Copy the Manila driver-specific configuration file to your home directory:
Dell-EMC Isilon driver:
sudo cp /usr/share/openstack-tripleo-heat-templates/environments/manila-isilon-config.yaml ~
Dell-EMC Unity driver:
sudo cp /usr/share/openstack-tripleo-heat-templates/environments/manila-unity-config.yaml ~
Dell-EMC Vmax driver:
sudo cp /usr/share/openstack-tripleo-heat-templates/environments/manila-vmax-config.yaml ~
Dell-EMC VNX driver:
sudo cp /usr/share/openstack-tripleo-heat-templates/environments/manila-vnx-config.yaml ~
NetApp driver:
sudo cp /usr/share/openstack-tripleo-heat-templates/environments/manila-netapp-config.yaml ~
Edit the permissions (user is typically
stack):sudo chown $USER ~/manila-*-config.yaml sudo chmod 755 ~/manila-*-config.yaml
Edit the parameters in this file to fit your requirements.
Fill in or override the values of parameters for your back end.

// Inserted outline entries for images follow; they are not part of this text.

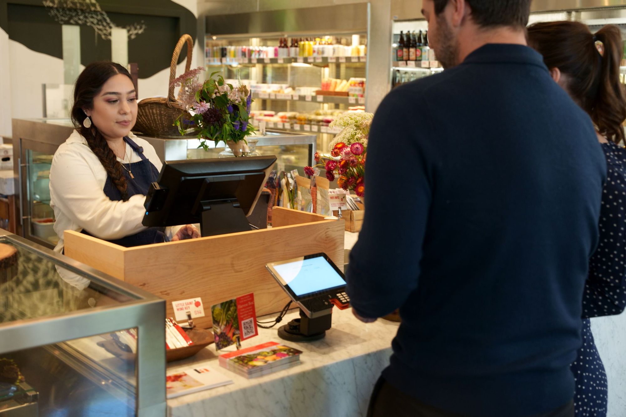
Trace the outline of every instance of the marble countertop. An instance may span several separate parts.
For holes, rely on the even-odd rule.
[[[275,317],[271,315],[261,321]],[[297,317],[297,311],[292,311],[280,324]],[[221,368],[218,353],[211,344],[191,358],[170,364],[168,373],[209,361],[208,366],[232,378],[234,383],[169,399],[168,415],[329,415],[331,404],[337,411],[337,400],[344,409],[338,414],[334,411],[334,415],[364,415],[374,383],[389,363],[391,340],[398,323],[379,319],[365,324],[357,320],[349,309],[336,308],[332,327],[327,331],[326,337],[308,343],[282,341],[278,337],[279,327],[259,328],[259,336],[245,341],[242,346],[284,342],[302,351],[300,364],[247,379]],[[219,354],[233,350],[231,346]],[[334,395],[340,396],[334,398]]]

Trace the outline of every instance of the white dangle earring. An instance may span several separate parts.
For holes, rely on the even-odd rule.
[[[86,116],[85,120],[83,120],[83,126],[85,126],[88,129],[91,127],[91,119],[89,118],[89,116],[87,115],[87,112],[85,110],[83,111],[85,113],[85,115]]]

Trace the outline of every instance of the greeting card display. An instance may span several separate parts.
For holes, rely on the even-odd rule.
[[[259,334],[252,292],[212,306],[211,317],[217,350]]]

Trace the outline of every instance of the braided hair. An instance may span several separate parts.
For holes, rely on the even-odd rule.
[[[126,69],[116,63],[104,61],[93,62],[85,67],[78,76],[74,88],[71,120],[74,128],[87,140],[89,147],[98,157],[115,188],[120,191],[122,199],[126,201],[128,195],[126,177],[124,176],[121,164],[117,160],[113,150],[109,147],[106,140],[96,125],[92,123],[91,127],[86,128],[83,125],[83,121],[87,117],[83,109],[93,108],[94,97],[100,93],[102,86],[109,78],[118,74],[123,74],[131,81],[133,80]]]

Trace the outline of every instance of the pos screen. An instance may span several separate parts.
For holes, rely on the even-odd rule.
[[[268,269],[297,298],[346,286],[341,272],[324,254],[269,264]]]

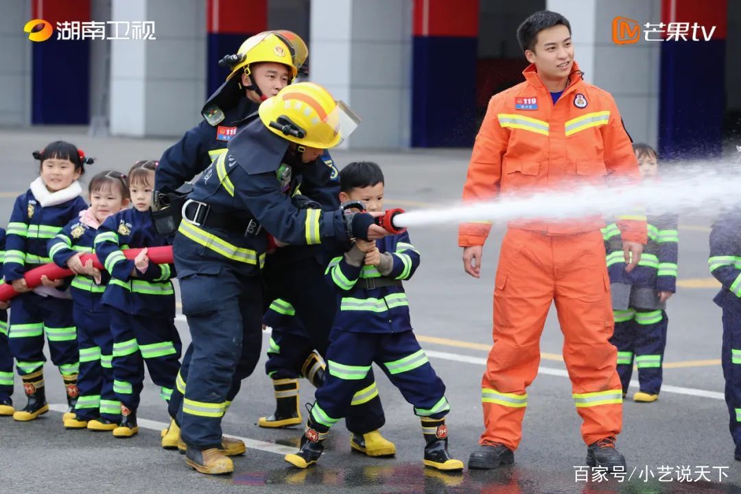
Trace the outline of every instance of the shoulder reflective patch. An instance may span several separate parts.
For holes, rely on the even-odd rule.
[[[339,170],[337,170],[337,167],[334,166],[334,161],[331,159],[327,159],[325,158],[322,158],[324,164],[332,169],[332,173],[330,175],[329,178],[332,180],[336,180],[339,177]]]
[[[204,110],[202,115],[203,115],[203,118],[206,119],[206,121],[208,122],[208,124],[212,127],[218,125],[225,119],[224,112],[216,104],[212,104]]]

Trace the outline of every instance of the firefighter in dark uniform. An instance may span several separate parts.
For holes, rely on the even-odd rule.
[[[162,156],[156,175],[157,190],[167,193],[177,190],[186,181],[205,170],[212,158],[215,159],[224,153],[229,140],[236,133],[240,117],[256,111],[259,101],[268,95],[274,96],[289,81],[293,81],[307,56],[305,44],[295,33],[269,31],[247,39],[236,55],[225,57],[222,61],[231,64],[231,73],[205,105],[202,113],[206,119],[186,133],[179,142]],[[288,77],[284,77],[280,70],[274,70],[280,67],[279,64],[289,69]],[[236,76],[240,74],[241,80]],[[247,97],[243,97],[242,94],[246,94]],[[225,122],[228,125],[219,125]],[[322,173],[318,176],[316,183],[307,183],[303,187],[304,192],[328,210],[335,210],[339,207],[337,169],[328,153],[324,153],[320,160],[326,165]],[[307,178],[308,181],[310,179],[311,177]],[[302,204],[302,207],[305,207],[311,203],[305,201]],[[173,209],[179,210],[180,205]],[[282,329],[278,328],[273,338],[285,341],[284,347],[296,346],[310,338],[315,342],[316,348],[320,353],[326,349],[336,302],[333,293],[324,281],[323,271],[326,261],[337,255],[336,250],[336,248],[328,248],[326,246],[313,249],[287,247],[279,249],[276,255],[268,256],[264,276],[268,287],[265,298],[265,309],[267,310],[268,304],[276,298],[295,300],[296,297],[300,297],[301,300],[297,304],[294,302],[297,305],[296,316],[307,329],[304,334],[291,332],[284,334]],[[310,293],[312,296],[307,298],[306,293]],[[317,309],[317,307],[322,308]],[[262,339],[260,336],[252,337],[256,338],[256,341]],[[189,347],[183,358],[178,386],[170,401],[170,415],[176,420],[187,380],[191,353],[192,349]],[[288,359],[278,359],[268,367],[275,369],[282,365],[284,368],[281,374],[287,374],[290,373],[292,368],[305,369],[310,372],[318,364],[322,365],[319,356],[313,352],[309,352],[303,357],[294,353],[292,356],[294,360],[298,360],[289,362]],[[269,358],[274,360],[276,356],[270,354]],[[239,373],[246,377],[252,373],[256,364],[256,361],[240,362]],[[302,373],[302,375],[309,378],[314,385],[321,382],[320,373],[313,373],[310,376],[307,373]],[[372,373],[369,373],[368,380],[367,386],[375,384]],[[239,381],[235,381],[234,387],[229,393],[230,402],[239,392]],[[293,378],[287,381],[280,378],[280,374],[276,375],[273,379],[273,387],[281,397],[287,393],[295,395],[279,399],[276,394],[276,412],[270,416],[261,418],[260,426],[276,427],[300,424],[302,418],[297,406],[298,378]],[[345,421],[352,433],[350,446],[370,456],[394,454],[396,447],[393,443],[387,441],[378,432],[384,422],[383,409],[377,395],[353,406]],[[168,430],[163,430],[162,435],[163,447],[177,447],[181,451],[185,451],[185,443],[179,441],[179,430],[176,424],[173,423]],[[241,441],[224,438],[222,449],[229,455],[239,455],[244,453],[245,445]]]
[[[162,155],[155,173],[156,195],[182,190],[186,182],[225,153],[229,141],[236,135],[239,122],[255,113],[261,101],[278,94],[293,81],[308,55],[306,44],[298,35],[276,30],[251,36],[242,44],[236,55],[224,57],[219,64],[230,69],[229,76],[204,105],[204,120]],[[182,206],[182,203],[173,201],[172,210],[179,212]],[[256,338],[261,339],[259,336]],[[189,347],[183,358],[185,369],[179,375],[178,386],[170,398],[169,410],[173,418],[176,418],[182,402],[182,375],[187,373],[191,353]],[[249,367],[250,363],[245,365]],[[230,393],[230,401],[238,391],[239,384],[236,384]],[[162,447],[179,447],[185,451],[185,445],[179,439],[177,424],[171,422],[170,427],[162,431]],[[222,446],[230,455],[245,452],[244,443],[238,439],[225,438]]]
[[[238,364],[256,361],[262,330],[260,270],[268,233],[285,244],[346,244],[388,234],[369,213],[297,209],[299,184],[309,193],[317,161],[359,121],[326,90],[308,82],[281,90],[248,117],[228,150],[196,183],[173,244],[183,313],[193,340],[181,410],[186,462],[199,472],[233,470],[222,447],[221,419]]]

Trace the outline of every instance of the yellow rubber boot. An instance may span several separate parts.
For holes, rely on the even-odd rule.
[[[368,456],[393,456],[396,454],[396,447],[381,433],[371,430],[361,435],[353,433],[350,435],[350,447]]]
[[[637,391],[636,394],[633,395],[633,401],[638,403],[652,403],[657,399],[659,399],[659,395],[651,395],[642,391]]]
[[[62,415],[62,420],[74,419],[75,405],[77,404],[77,398],[79,395],[79,390],[77,388],[77,374],[62,375],[62,378],[64,381],[64,390],[67,392],[67,410],[64,415]],[[64,426],[67,427],[67,426]]]
[[[178,450],[181,455],[185,455],[187,447],[183,442],[182,437],[178,437]],[[247,447],[241,439],[236,438],[229,438],[225,435],[222,436],[222,449],[219,450],[226,456],[239,456],[244,455],[247,451]]]
[[[165,450],[176,449],[180,438],[180,427],[175,423],[175,419],[170,419],[170,427],[163,429],[162,433],[162,447]]]
[[[13,418],[19,422],[27,422],[49,411],[49,405],[46,402],[46,393],[44,387],[44,370],[39,369],[35,373],[22,375],[23,390],[28,398],[28,403],[22,410],[13,414]]]
[[[261,427],[290,427],[301,424],[299,411],[299,380],[274,379],[273,388],[276,396],[276,411],[269,417],[260,417]]]
[[[207,475],[224,475],[234,471],[231,459],[216,448],[202,451],[188,448],[185,452],[185,463],[190,468]]]

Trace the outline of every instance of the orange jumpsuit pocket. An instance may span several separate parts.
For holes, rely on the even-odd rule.
[[[540,175],[540,163],[505,157],[502,162],[502,187],[533,187]]]
[[[607,175],[605,162],[598,159],[577,159],[576,175],[602,176]]]

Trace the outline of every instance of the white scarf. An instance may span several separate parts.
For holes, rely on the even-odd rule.
[[[82,187],[76,180],[72,182],[68,187],[57,190],[56,192],[49,192],[41,177],[38,177],[31,182],[31,192],[33,197],[36,198],[41,207],[49,206],[57,206],[64,204],[67,201],[78,197],[82,193]]]

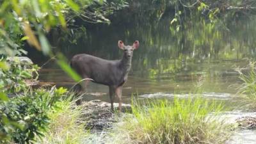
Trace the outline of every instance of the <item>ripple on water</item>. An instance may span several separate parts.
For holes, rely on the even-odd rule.
[[[200,94],[190,94],[190,93],[184,93],[184,94],[175,94],[172,93],[148,93],[148,94],[143,94],[140,95],[140,97],[143,98],[164,98],[164,97],[174,97],[175,96],[177,97],[180,98],[186,98],[189,97],[192,95],[199,95],[202,97],[207,97],[207,98],[218,98],[221,99],[228,99],[231,97],[234,97],[232,94],[228,93],[215,93],[215,92],[209,92],[209,93],[203,93]]]
[[[236,131],[230,138],[228,144],[255,144],[256,131],[253,129],[242,129]]]

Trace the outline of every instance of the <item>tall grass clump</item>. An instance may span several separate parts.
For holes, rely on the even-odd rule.
[[[57,104],[57,108],[49,112],[51,124],[45,136],[39,143],[79,144],[88,132],[84,129],[83,108],[77,106],[70,99],[65,99]]]
[[[126,140],[116,143],[224,143],[229,135],[217,116],[223,107],[214,102],[175,97],[145,106],[133,102],[134,116],[117,126]]]
[[[256,109],[256,62],[250,62],[243,68],[237,68],[243,83],[239,86],[238,93],[250,108]]]

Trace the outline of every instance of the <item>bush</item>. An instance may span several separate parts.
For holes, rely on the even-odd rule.
[[[0,101],[0,143],[33,143],[47,129],[47,113],[66,92],[63,88],[36,90]]]
[[[33,81],[37,79],[39,67],[36,65],[33,65],[31,61],[22,61],[21,58],[26,57],[10,57],[0,60],[2,63],[6,64],[6,68],[0,68],[1,92],[11,93],[24,91],[28,88],[26,80]],[[34,79],[35,74],[36,76]]]
[[[134,117],[117,127],[126,140],[116,143],[224,143],[228,136],[227,125],[216,116],[222,106],[214,102],[175,97],[146,105],[133,104]]]

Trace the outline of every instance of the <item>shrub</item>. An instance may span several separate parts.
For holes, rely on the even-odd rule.
[[[126,140],[116,143],[223,143],[228,136],[227,125],[216,116],[222,106],[214,102],[175,97],[146,105],[133,104],[134,116],[117,126]]]
[[[65,92],[63,88],[36,90],[1,100],[0,134],[6,136],[0,143],[33,143],[35,136],[42,136],[47,129],[48,111]]]
[[[8,93],[24,91],[28,88],[26,80],[36,80],[39,67],[32,61],[22,61],[20,57],[0,60],[6,63],[6,68],[0,68],[0,90]],[[21,57],[22,58],[22,57]],[[24,57],[23,57],[24,58]],[[33,79],[33,74],[36,76]]]

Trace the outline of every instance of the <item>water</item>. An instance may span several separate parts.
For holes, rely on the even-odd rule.
[[[56,30],[48,38],[54,51],[61,51],[68,60],[78,53],[116,60],[122,56],[118,40],[131,45],[138,40],[140,47],[134,52],[132,69],[123,90],[125,103],[131,102],[132,93],[138,94],[140,99],[172,98],[174,95],[186,97],[198,85],[202,86],[202,97],[206,99],[221,100],[231,106],[239,103],[234,84],[241,81],[235,68],[245,67],[246,59],[255,58],[255,19],[228,24],[229,30],[221,28],[225,28],[221,25],[212,28],[211,24],[195,22],[185,24],[177,33],[170,24],[173,12],[166,12],[159,17],[154,15],[157,13],[154,10],[148,12],[148,10],[133,8],[110,17],[110,25],[84,25],[77,22],[80,26],[87,28],[86,31],[78,29],[67,36]],[[48,60],[49,58],[28,50],[29,56],[39,65]],[[58,86],[70,88],[74,84],[53,61],[44,65],[40,74],[41,81],[53,82]],[[90,83],[88,92],[86,100],[109,100],[106,86]],[[242,111],[231,117],[244,114]],[[232,139],[231,143],[256,143],[256,132],[241,130]]]

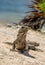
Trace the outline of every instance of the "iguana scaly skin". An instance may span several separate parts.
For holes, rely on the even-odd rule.
[[[24,51],[24,50],[28,50],[28,49],[35,49],[35,46],[33,43],[33,45],[28,45],[26,43],[26,34],[28,32],[28,30],[30,29],[30,27],[28,26],[23,26],[21,27],[21,29],[18,32],[17,35],[17,39],[13,42],[13,48],[11,50],[20,50],[20,51]],[[38,43],[37,43],[38,45]]]

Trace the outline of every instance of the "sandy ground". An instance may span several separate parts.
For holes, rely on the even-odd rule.
[[[20,54],[12,52],[12,46],[5,42],[13,42],[17,38],[19,28],[0,26],[0,65],[45,65],[45,34],[29,30],[26,41],[34,41],[40,44],[38,49],[42,51],[29,50]],[[29,54],[28,54],[29,53]]]

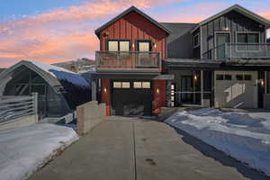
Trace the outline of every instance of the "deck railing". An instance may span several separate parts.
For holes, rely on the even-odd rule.
[[[225,43],[216,48],[216,58],[270,59],[270,44]]]
[[[0,96],[0,125],[11,120],[38,114],[38,94],[29,96]]]
[[[161,71],[159,52],[96,51],[96,70]]]

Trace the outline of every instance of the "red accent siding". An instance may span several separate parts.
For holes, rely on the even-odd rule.
[[[110,39],[130,40],[135,46],[136,40],[151,40],[157,44],[157,49],[153,47],[152,50],[160,51],[161,57],[166,58],[166,37],[162,29],[136,12],[130,12],[101,32],[100,50],[106,50],[106,40]]]
[[[110,80],[102,79],[102,103],[106,104],[106,115],[111,115],[111,89]]]
[[[153,91],[154,113],[160,113],[161,107],[166,107],[166,80],[154,80]]]

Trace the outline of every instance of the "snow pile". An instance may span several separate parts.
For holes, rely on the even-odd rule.
[[[52,76],[56,77],[58,80],[67,80],[74,85],[89,87],[90,85],[87,81],[82,77],[80,75],[68,71],[65,68],[58,68],[52,65],[48,65],[42,62],[38,62],[34,60],[27,60],[28,62],[35,65],[39,68],[46,71],[50,74]]]
[[[58,150],[77,140],[73,129],[55,124],[0,130],[0,179],[28,178]]]
[[[178,112],[168,124],[270,176],[270,112]]]

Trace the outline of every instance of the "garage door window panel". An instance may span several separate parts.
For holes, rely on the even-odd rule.
[[[224,75],[217,75],[216,80],[224,80]]]
[[[244,80],[244,76],[243,76],[243,75],[237,75],[237,76],[236,76],[236,79],[237,79],[238,81],[242,81],[242,80]]]

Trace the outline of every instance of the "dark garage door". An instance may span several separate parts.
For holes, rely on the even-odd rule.
[[[112,108],[115,115],[151,115],[149,81],[112,82]]]

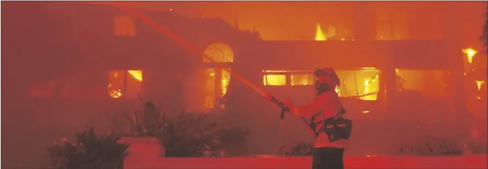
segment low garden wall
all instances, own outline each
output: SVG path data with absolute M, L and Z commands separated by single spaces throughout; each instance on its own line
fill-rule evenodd
M 345 157 L 346 168 L 487 168 L 487 155 Z M 125 168 L 311 168 L 310 157 L 153 158 Z

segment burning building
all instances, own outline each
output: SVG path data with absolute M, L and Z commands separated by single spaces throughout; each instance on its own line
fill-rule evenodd
M 19 10 L 10 10 L 9 17 L 25 11 L 22 5 L 16 7 Z M 452 35 L 457 30 L 451 26 L 456 23 L 442 23 L 445 33 L 449 35 L 444 36 L 446 38 L 415 40 L 419 35 L 409 29 L 420 28 L 408 25 L 406 13 L 387 10 L 375 17 L 364 10 L 367 7 L 357 7 L 354 15 L 365 16 L 356 17 L 352 27 L 312 25 L 316 31 L 307 41 L 263 40 L 257 31 L 240 31 L 237 22 L 230 25 L 220 18 L 187 18 L 172 10 L 142 12 L 279 98 L 291 98 L 296 104 L 311 100 L 313 71 L 331 67 L 341 79 L 342 84 L 335 91 L 357 119 L 400 113 L 421 118 L 427 114 L 425 112 L 447 117 L 446 121 L 464 116 L 461 113 L 465 112 L 465 87 L 459 81 L 465 79 L 466 72 L 466 57 L 461 51 L 466 46 Z M 133 108 L 140 97 L 168 109 L 222 110 L 239 123 L 253 124 L 251 134 L 259 133 L 254 136 L 261 140 L 283 138 L 282 141 L 287 142 L 309 137 L 303 132 L 305 127 L 295 127 L 301 121 L 294 118 L 286 120 L 292 124 L 285 127 L 287 136 L 278 136 L 279 119 L 275 106 L 215 63 L 116 7 L 55 3 L 49 8 L 54 12 L 52 17 L 68 20 L 64 23 L 66 32 L 62 38 L 73 42 L 77 55 L 81 57 L 75 67 L 65 67 L 75 68 L 69 74 L 27 81 L 29 87 L 23 89 L 28 91 L 27 97 L 46 102 L 55 100 L 62 103 L 58 106 L 65 107 L 62 111 L 78 111 L 69 114 L 75 117 L 63 120 L 70 119 L 74 124 L 83 123 L 79 121 L 84 119 L 101 120 L 101 113 Z M 420 17 L 411 16 L 411 20 Z M 16 25 L 12 25 L 11 31 L 16 29 Z M 47 27 L 51 26 L 58 27 Z M 71 48 L 57 50 L 74 52 Z M 474 55 L 473 50 L 465 52 Z M 4 63 L 8 62 L 4 59 L 9 53 L 2 54 Z M 470 62 L 469 58 L 466 60 Z M 11 68 L 20 71 L 27 67 L 18 65 Z M 49 68 L 50 65 L 44 65 L 38 71 Z M 478 80 L 481 89 L 485 80 Z M 434 110 L 428 108 L 433 105 Z M 56 113 L 50 112 L 55 109 L 59 107 L 44 110 L 42 115 Z M 91 118 L 81 118 L 86 116 Z M 269 142 L 255 149 L 270 151 L 275 144 Z

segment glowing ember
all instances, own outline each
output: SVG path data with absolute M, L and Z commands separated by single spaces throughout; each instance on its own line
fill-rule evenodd
M 122 96 L 122 93 L 120 93 L 120 90 L 118 91 L 114 91 L 112 90 L 109 91 L 109 94 L 112 96 L 112 97 L 114 98 L 120 98 Z
M 316 41 L 324 41 L 327 38 L 324 35 L 324 33 L 322 31 L 322 28 L 320 27 L 320 24 L 317 23 L 317 30 L 315 33 L 315 40 Z
M 127 72 L 139 81 L 142 81 L 142 71 L 140 70 L 129 70 Z
M 476 86 L 478 87 L 478 91 L 481 90 L 481 85 L 485 84 L 484 80 L 476 80 Z
M 474 50 L 474 49 L 472 49 L 471 48 L 468 48 L 466 49 L 463 49 L 463 52 L 466 54 L 467 62 L 469 62 L 470 63 L 473 63 L 473 57 L 474 57 L 474 55 L 476 55 L 476 50 Z

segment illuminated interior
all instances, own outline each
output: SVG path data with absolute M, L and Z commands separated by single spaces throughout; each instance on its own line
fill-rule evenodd
M 355 70 L 336 70 L 340 87 L 335 91 L 342 97 L 359 97 L 363 100 L 376 100 L 379 91 L 380 71 L 373 67 Z
M 229 69 L 231 70 L 230 68 Z M 231 72 L 229 71 L 222 70 L 222 96 L 223 97 L 226 93 L 227 93 L 227 89 L 229 89 L 229 83 L 231 82 Z
M 142 86 L 142 70 L 109 72 L 107 89 L 109 95 L 112 98 L 137 98 L 140 94 Z
M 313 84 L 315 76 L 313 74 L 292 74 L 290 75 L 290 84 L 294 85 L 311 85 Z
M 284 86 L 286 85 L 286 75 L 284 74 L 266 74 L 263 76 L 263 84 L 265 86 Z
M 129 16 L 116 16 L 114 21 L 114 33 L 118 36 L 135 36 L 133 19 Z
M 324 31 L 322 31 L 322 27 L 320 27 L 320 24 L 318 24 L 318 23 L 317 23 L 317 28 L 316 29 L 315 40 L 316 41 L 327 40 L 327 38 L 324 35 Z
M 234 53 L 230 46 L 222 43 L 210 44 L 204 52 L 204 55 L 210 57 L 213 61 L 203 58 L 205 63 L 231 63 L 234 61 Z M 230 70 L 230 69 L 229 69 Z M 216 74 L 216 72 L 220 74 Z M 205 107 L 214 108 L 216 97 L 223 97 L 227 93 L 229 84 L 231 81 L 231 73 L 219 68 L 208 68 L 205 72 L 206 91 Z M 219 83 L 219 84 L 218 84 Z M 216 89 L 221 87 L 221 89 Z M 217 93 L 218 91 L 218 93 Z
M 263 76 L 263 84 L 265 86 L 287 85 L 287 76 L 285 74 L 272 74 L 278 73 L 290 73 L 305 71 L 289 70 L 264 70 L 269 74 Z M 315 82 L 315 76 L 310 74 L 291 74 L 290 85 L 311 85 Z M 335 87 L 340 97 L 359 97 L 363 100 L 376 100 L 379 90 L 380 71 L 374 67 L 363 67 L 355 70 L 336 70 L 341 80 L 341 85 Z
M 466 54 L 466 59 L 467 60 L 467 63 L 472 63 L 473 57 L 474 57 L 474 55 L 476 55 L 477 51 L 474 50 L 471 48 L 467 48 L 465 49 L 463 49 L 463 52 Z
M 396 71 L 397 91 L 415 90 L 428 97 L 446 97 L 450 72 L 443 70 L 402 70 Z
M 376 40 L 399 40 L 409 38 L 407 12 L 388 8 L 375 10 Z
M 207 69 L 205 80 L 205 107 L 213 108 L 215 105 L 215 69 Z

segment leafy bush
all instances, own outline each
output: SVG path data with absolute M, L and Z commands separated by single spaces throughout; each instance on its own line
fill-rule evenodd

Since you have copied the file out of its original location, replace relative paths in the resource_registry with absolute paths based on
/usr/share/openstack-tripleo-heat-templates.
Continue following the TripleO instructions for deploying an overcloud. Before entering the command to deploy the overcloud, add the environment file that you just configured as an argument. For example:
openstack overcloud deploy --templates \ -e <full environment> -e ~/manila-[isilon or unity or vmax or vnx or netapp]-config.yaml
Wait for the completion of the overcloud deployment process.